There’s a new CNN poll out that was taken about week before his inauguration. For that poll, researchers at research firm ORC International asked respondents their opinions on a number of President Obama’s 2nd term objectives, including climate change, healthcare, and immigration. Some of the poll’s results are entirely unsurprising: voters are split on whether climate change is anthropogenic, with Republicans more skeptical than Democrats, that sort of thing. But the immigration responses are worth examining. By a 10-point margin (53%-43%), Americans favor policies that  focus on providing a path to citizenship for illegal immigrants, rather than deporting them, a major change from a year ago when voters favored deportation 55-42.

This is big.

As Jeb Bush and Clint Bolick (both, I should note, prominent conservatives) point out in a Wall Street Journal editorial this morning, the notion that illegal immigrants should “wait in line” is not only untenable, but wildly inaccurate. There is, quite simply, no mechanism for such undocumented workers to have come into this country in the first place. At the risk of sounding too much like a cliche, this is a huge problem for Republicans. To the party’s credit, there are some leaders working to fix that problem, most notably Cuban-American Senator Maro Rubio. His proposal, however, focuses on high-skill visas, to some extent at the detriment of lower-skilled workers (it seems more than a tad unrealistic to expect someone who has been laboring in such a position to be able to pay fees, let alone take time off from work to do community service).

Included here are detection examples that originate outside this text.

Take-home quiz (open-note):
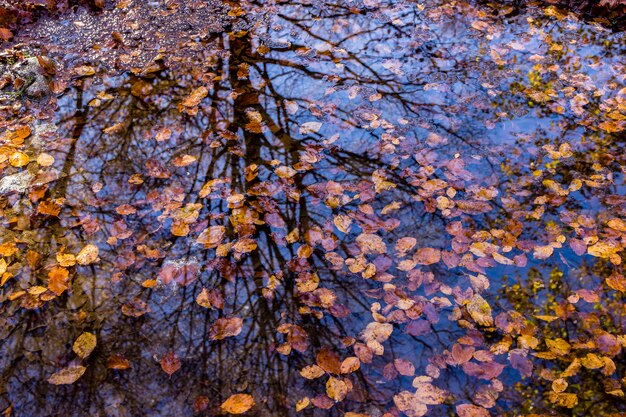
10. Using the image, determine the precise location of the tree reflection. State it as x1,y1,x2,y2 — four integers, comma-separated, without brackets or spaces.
2,1,623,416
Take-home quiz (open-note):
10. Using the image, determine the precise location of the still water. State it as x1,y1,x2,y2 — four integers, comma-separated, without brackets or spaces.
0,0,626,417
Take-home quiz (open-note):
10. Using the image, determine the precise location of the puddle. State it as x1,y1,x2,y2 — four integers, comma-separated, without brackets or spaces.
0,1,626,417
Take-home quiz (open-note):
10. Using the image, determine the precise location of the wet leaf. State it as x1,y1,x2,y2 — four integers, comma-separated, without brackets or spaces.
456,404,490,417
220,394,255,414
107,355,130,371
9,152,30,167
161,351,181,377
48,366,87,385
72,332,96,359
326,376,348,401
466,294,493,326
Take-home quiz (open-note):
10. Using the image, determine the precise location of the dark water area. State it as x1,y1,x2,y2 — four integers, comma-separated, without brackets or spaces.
0,0,626,417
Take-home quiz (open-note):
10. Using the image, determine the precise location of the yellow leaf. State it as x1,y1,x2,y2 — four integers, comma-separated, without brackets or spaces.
37,153,54,167
76,244,98,265
48,366,87,385
9,152,30,167
72,332,96,359
326,376,348,401
296,397,311,411
467,294,493,326
221,394,254,414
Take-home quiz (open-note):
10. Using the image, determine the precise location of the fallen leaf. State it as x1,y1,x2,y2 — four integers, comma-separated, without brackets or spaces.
161,351,181,377
48,366,87,385
76,244,98,265
72,332,96,359
467,294,493,326
220,394,254,414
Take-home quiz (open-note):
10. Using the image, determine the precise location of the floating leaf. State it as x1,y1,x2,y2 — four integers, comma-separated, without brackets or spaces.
220,394,254,414
76,244,98,265
161,351,181,377
326,376,348,401
466,294,493,326
72,332,96,359
107,355,130,371
48,366,87,385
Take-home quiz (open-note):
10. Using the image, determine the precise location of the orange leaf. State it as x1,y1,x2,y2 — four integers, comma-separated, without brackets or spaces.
161,351,181,377
220,394,254,414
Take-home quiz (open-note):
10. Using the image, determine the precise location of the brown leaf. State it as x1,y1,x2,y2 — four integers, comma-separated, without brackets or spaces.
413,248,441,265
196,226,226,249
340,356,361,374
72,332,96,359
220,394,254,414
76,244,98,265
300,365,325,379
326,376,348,401
48,366,87,385
467,294,493,326
182,86,209,107
456,404,490,417
161,351,181,377
107,355,130,371
48,266,69,295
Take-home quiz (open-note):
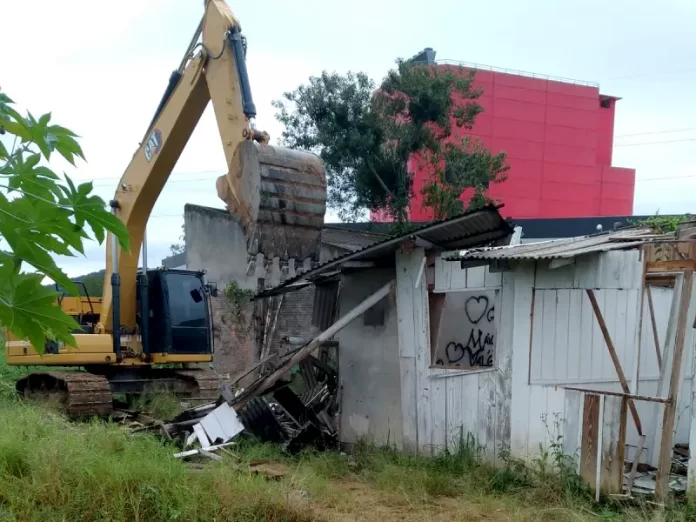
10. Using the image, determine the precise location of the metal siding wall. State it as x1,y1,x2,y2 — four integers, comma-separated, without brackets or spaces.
397,251,696,462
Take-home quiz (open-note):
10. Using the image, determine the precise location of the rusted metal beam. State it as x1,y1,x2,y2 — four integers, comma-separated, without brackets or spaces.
563,386,669,403
647,259,696,274
586,289,643,435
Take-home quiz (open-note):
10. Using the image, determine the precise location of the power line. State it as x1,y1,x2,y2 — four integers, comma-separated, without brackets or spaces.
92,174,222,187
66,170,224,186
605,69,696,81
614,138,696,147
614,128,696,138
636,174,696,182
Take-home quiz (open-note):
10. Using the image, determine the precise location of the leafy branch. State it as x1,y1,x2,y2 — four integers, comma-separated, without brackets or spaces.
0,90,130,352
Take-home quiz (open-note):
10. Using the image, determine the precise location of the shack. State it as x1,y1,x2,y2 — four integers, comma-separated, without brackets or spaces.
254,215,696,494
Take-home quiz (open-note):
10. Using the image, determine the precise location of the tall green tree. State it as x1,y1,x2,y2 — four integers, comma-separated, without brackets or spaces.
0,91,130,351
274,59,508,223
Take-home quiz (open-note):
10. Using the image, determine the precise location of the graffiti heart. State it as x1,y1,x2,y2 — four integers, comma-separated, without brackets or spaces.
464,295,489,324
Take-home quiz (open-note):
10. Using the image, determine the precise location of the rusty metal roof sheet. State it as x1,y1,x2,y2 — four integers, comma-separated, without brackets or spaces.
442,228,651,261
256,205,512,298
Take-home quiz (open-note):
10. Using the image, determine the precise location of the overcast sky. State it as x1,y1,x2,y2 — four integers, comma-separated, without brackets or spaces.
0,0,696,276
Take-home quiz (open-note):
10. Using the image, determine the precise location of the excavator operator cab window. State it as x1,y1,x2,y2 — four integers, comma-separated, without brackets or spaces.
138,270,212,354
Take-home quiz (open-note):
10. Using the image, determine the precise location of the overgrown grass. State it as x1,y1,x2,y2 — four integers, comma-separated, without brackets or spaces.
0,402,317,522
0,400,696,522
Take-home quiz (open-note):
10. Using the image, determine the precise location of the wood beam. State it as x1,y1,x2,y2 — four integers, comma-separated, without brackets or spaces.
655,270,694,502
586,289,643,435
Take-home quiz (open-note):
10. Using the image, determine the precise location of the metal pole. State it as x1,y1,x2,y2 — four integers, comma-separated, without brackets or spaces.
143,228,147,273
111,201,122,362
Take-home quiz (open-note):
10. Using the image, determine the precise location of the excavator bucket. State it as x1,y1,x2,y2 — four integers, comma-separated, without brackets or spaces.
216,140,326,260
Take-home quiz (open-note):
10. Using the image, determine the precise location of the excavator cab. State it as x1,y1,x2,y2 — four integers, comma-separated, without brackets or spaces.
137,269,213,354
5,0,326,416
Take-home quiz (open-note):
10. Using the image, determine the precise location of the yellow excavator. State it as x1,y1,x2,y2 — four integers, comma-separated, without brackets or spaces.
5,0,326,416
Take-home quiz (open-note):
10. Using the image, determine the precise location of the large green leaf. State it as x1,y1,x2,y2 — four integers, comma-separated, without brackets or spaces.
62,176,130,252
0,268,79,352
0,91,130,351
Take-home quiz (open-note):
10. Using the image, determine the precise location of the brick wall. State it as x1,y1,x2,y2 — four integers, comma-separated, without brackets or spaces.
210,294,256,380
271,286,319,353
211,286,319,379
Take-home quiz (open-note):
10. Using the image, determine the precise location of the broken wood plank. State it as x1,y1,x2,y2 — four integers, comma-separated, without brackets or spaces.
234,279,396,409
626,435,645,497
586,289,643,435
655,270,694,502
174,442,237,459
599,396,628,494
648,273,684,469
580,393,600,488
645,285,662,371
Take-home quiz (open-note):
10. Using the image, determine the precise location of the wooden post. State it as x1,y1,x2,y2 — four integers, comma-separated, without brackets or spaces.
586,289,643,435
645,284,662,371
580,393,601,488
649,273,684,468
655,270,694,502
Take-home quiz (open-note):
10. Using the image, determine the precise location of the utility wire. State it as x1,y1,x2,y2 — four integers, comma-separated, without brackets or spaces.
614,138,696,147
614,127,696,138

This sort of mindset, one that focuses on punishment (albeit, with a more positive outcome than, say, Jim Sensenbrenner’s proposals) is the real problem for the Republican Part. That is not to say that a wholesale embrace of the Democratic strategy is the best route for the GOP (as Ruben Navarrette points out, the DREAM Act and its proponents have their own issues). Rather, balance and a Buckley-esque acquiescence to reality is the key here, and that is what this WWG set out to formulate and communicate.